Kléber Mendonça Filho’s “The Secret Agent” is a masterclass in tension, yet what truly distinguishes it is its sharp, obsidian-black humor.
Mendonça Filho was born in the state of Pernambuco, Brazil—or Brasil to us Brazilians.
The film opens with photograps of famous Brazilians in music, movies, and TV from that time.
Set in the paranoid twilight of the 1970s Brazilian military dictatorship, the film follows Marcelo, a man hiding out in Recife who suspects he is being watched.
While the political stakes are deadly serious, the movie finds a brilliant, absurd comedy in the mundanity of surveillance.
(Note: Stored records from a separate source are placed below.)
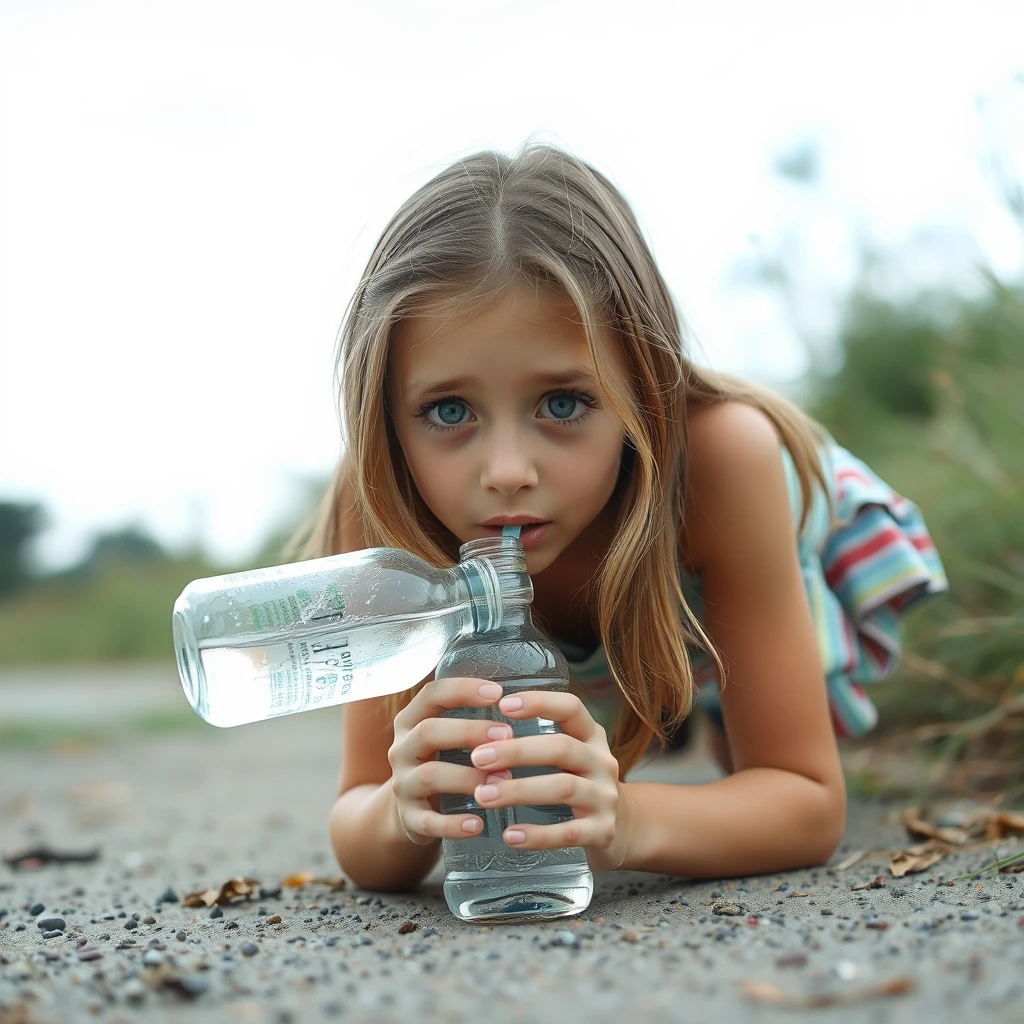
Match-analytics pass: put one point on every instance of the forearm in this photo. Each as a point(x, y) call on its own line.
point(753, 822)
point(370, 845)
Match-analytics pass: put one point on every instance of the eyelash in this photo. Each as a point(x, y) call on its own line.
point(582, 396)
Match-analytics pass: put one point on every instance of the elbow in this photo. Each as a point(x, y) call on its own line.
point(827, 825)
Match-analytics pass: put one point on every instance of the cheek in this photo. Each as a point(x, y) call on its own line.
point(592, 471)
point(435, 477)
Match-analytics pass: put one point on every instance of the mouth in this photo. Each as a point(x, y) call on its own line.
point(512, 520)
point(531, 534)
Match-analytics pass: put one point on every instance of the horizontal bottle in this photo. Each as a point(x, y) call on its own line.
point(323, 632)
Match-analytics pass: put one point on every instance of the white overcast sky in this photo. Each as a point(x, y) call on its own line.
point(188, 192)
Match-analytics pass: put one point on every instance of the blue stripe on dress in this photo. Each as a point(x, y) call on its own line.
point(861, 571)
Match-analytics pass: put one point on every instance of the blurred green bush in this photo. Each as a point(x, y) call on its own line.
point(935, 404)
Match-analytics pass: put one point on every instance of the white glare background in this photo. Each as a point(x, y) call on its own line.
point(188, 192)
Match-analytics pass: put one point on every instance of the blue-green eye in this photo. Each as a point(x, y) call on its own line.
point(561, 403)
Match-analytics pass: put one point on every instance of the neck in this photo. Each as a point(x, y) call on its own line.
point(516, 614)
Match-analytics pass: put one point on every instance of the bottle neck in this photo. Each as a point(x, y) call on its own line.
point(495, 571)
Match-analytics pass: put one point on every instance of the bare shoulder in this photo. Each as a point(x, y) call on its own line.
point(734, 462)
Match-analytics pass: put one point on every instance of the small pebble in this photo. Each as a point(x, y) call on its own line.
point(134, 990)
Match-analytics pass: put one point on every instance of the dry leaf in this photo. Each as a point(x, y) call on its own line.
point(231, 889)
point(1004, 823)
point(878, 882)
point(763, 991)
point(851, 860)
point(919, 828)
point(301, 879)
point(918, 858)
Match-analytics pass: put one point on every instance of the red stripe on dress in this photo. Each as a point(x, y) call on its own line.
point(837, 569)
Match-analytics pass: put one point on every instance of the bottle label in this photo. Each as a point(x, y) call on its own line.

The humor emerges from the sheer awkwardness of 1970s technology — the clunky tape recorders and fumbled hand-offs—and the bureaucratic incompetence of the state’s apparatus.
It paints a picture of authoritarianism that is not just terrifying, but frequently pathetic and laugh-out-loud ridiculous: a typical quality of Brazilian dry humor.
In Brazil, this specific brand of dry humor is often referred to as “deboche” —a mix of mockery, irreverence, and a refusal to take the self-importance of authority seriously.
In “The Secret Agent”, Kleber Mendonça Filho uses this “pathetic” quality to strip the dictatorship of its mystique.
By focusing on the grainy, unglamorous reality of the 1970s, he highlights the contrast between the regime’s desire for absolute control and its actual, clumsy execution.
The Anatomy of the Pathetic
The “Hairy Leg” (Perna Cabeluda): the film weaves in the real-life Recife urban legend of a sentient, jumping hairy leg that terrorized the city.
By juxtaposing this ridiculous folk myth with the very real terror of the secret police, the movie suggests that the “monsters” of the state are just as absurd and irrational as the ones in ghost stories.
During the 1970s, Brazil’s censorship was iron-fisted. Journalists and artists couldn’t openly report on the “disappeared” or the police raids. In response, a journalist named Raimundo Carrero helped popularize the legend of the Hairy Leg.
Bureaucratic Slapstick
There is a deep irony in watching “secret” agents navigate the chaos of a Brazilian Carnival.
The humor is found in the friction: trying to be a cold, calculating spy while stuck in a humid apartment with a nosy neighbor like Dona Sebastiana, or dealing with the “shaggy-dog” logic of local corruption.
Laughing to Not Cry
The classic “rir para não chorar” (laughing so as not to cry) Brazilian mentality: by making the villains appear small, petty, or technically incompetent, the film provides a form of “symbolic revenge.”
It doesn’t make them less dangerous, but it makes them less “grand,” turning a historical nightmare into a satirical farce.
This approach makes the film feel authentically Brazilian; it’s not the polished, high-tech paranoia of a Hollywood thriller, but a messy, sweaty, and ultimately more human look at how people survive under the thumb of “pathetic” men with too much.
It suggests that while you can’t always outrun a regime, you can certainly mock its self-importance, making “The Secret Agent” as much a biting satire as it is a suspenseful thriller.
Riding a wave of Oscar buzz, “The Secret Agent”, is a must-see that reminds us why laughter is the best remedy, even in the darkest of times.